TietoEnator Corporation's Annual General Meeting held on 23 March 2006 approved the financial statements for 2005 and a dividend of 0.85 euros per share, and discharged the company's officers from liability for the financial year.
The dividend settlement date is 28 March 2006 and the dividend will be paid as of 11 April 2006.
The agenda of the meeting was published in a stock exchange release dated 9 February 2006 (Proposal of the Board of Directors of TietoEnator Corporation to the Annual General Meeting).
The AGM made the following decisions:
The AGM confirmed that the Board of Directors should have seven members. The meeting re-elected the Board's current members: Mariana Burenstam Linder, Bengt Halse, Kalevi Kontinen, Matti Lehti, Olli Martikainen, Olli Riikkala and Anders Ullberg.
In addition to the above, the company's personnel will elect two representatives, each with a personal deputy, to the Board of Directors. The personnel representatives on the Board are Elisabeth Eriksson (deputy Bo Persson) and Pirjo Salo (deputy Esa Koskinen).
At its constitutive meeting after the AGM, the Board of Directors elected Matti Lehti as its chairman and Anders Ullberg as its vice chairman. The Board also appointed a Compensation and Nomination Committee comprising Kalevi Kontinen (chairman) and Bengt Halse, and an Audit and Risk Committee comprising Anders Ullberg (chairman), Olli Martikainen and Olli Riikkala.
The AGM approved the monthly remuneration to be paid to the Board of Directors: 2,100 euros to its members, 3,200 euros to the vice chairman and 4,400 euros to the chairman. In addition to this remuneration the AGM approved a monthly payment of 1,700 euros to the chairman of each Board committee provided that he or she is not the chairman or the vice chairman of the Board, and a monthly payment of 700 euros to the members of the Board's committees. It is the company's practice that TietoEnator executives and employees are not entitled to compensation for attending Board meetings.
The AGM approved the amendments to the articles of association concerning the company's branch of industry and the auditor. Following the auditor amendment, the company now will have only one regular auditor who is required to be a firm of authorized public accountants approved by the Central Chamber of Commerce. The AGM appointed the firm of authorizerd public accountants PricewaterhouseCoopers Oy as the company's auditor.
The AGM decided to reduce the share capital by nullifying all the company's shares bought back by the company under the authorization granted to the Board by the AGM on 17 March 2005. The share capital will be reduced by an amount corresponding to the book counter-value of 2,903,860 shares, i.e. by EUR 2,903,860. The amount corresponding to the reduction in share capital will be transferred from the share capital to the share premium fund. Hence, the reduction of share capital will have no effect on shareholders' equity, nor on the bond warrants and their rights issued by the company.
The Board was authorized to purchase the company's own shares to the extent that the total book counter-value of the purchased shares, or the total number of votes carried by the shares after their purchase, does not exceed 10 % of the company's share capital or total number of votes. The company has altogether 78,744,072 shares. Should all the rights to the shares be exercised, the total number of shares may increase to at most 80,668,457. This means that at most 8,066,845 shares may be purchased under this authorization. The shares will be purchased on the Helsinki Stock Exchange at the market price formed during public trading. The authorization is in force for one year from the close of the Annual General Meeting, i.e. until 23 March 2007.

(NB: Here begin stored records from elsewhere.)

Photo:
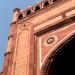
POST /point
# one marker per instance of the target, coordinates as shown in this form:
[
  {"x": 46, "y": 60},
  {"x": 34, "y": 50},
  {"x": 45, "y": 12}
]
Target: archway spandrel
[{"x": 58, "y": 36}]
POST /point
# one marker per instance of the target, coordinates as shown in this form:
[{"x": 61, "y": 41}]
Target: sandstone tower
[{"x": 37, "y": 36}]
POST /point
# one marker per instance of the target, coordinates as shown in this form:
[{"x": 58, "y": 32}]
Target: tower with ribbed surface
[{"x": 37, "y": 39}]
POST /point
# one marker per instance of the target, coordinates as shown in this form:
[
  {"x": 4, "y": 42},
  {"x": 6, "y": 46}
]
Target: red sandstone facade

The Board of Directors was authorized to decide to raise the share capital through a rights issue, by issuing option rights and by raising convertible bond loans denominated in euros or another currency for one year from the close of the Annual General Meeting, i.e. until 23 March 2007. Based on this authorization the share capital may be increased by at most EUR 15,168,042. Shareholders' pre-emptive subscription rights will be disapplied with the purpose of safeguarding the company's ability to develop its operations, both in the domestic and in the international markets, in order to enable and to finance both the acquisition of companies and business operations and also other co-operative arrangements.
The AGM approved the stock option program in accordance with which options may be offered for subscription to key employees of TietoEnator Group and a wholly owned subsidiary of the company, disapplying shareholders' pre-emptive subscription rights. The maximum numer of stock options is 1,800,000 options. Each stock option entitles its owner to subscribe for one share and therefore the total number of shares may be increased by at most 1,800,000 shares. The shareholders' pre-emptive subscription rights will be disapplied since the stock options are intended to form a part of the incentive and commitment programme for the key personnel and therefore the company has significant financial grounds for doing so.
The decisions of the AGM were not put to the vote.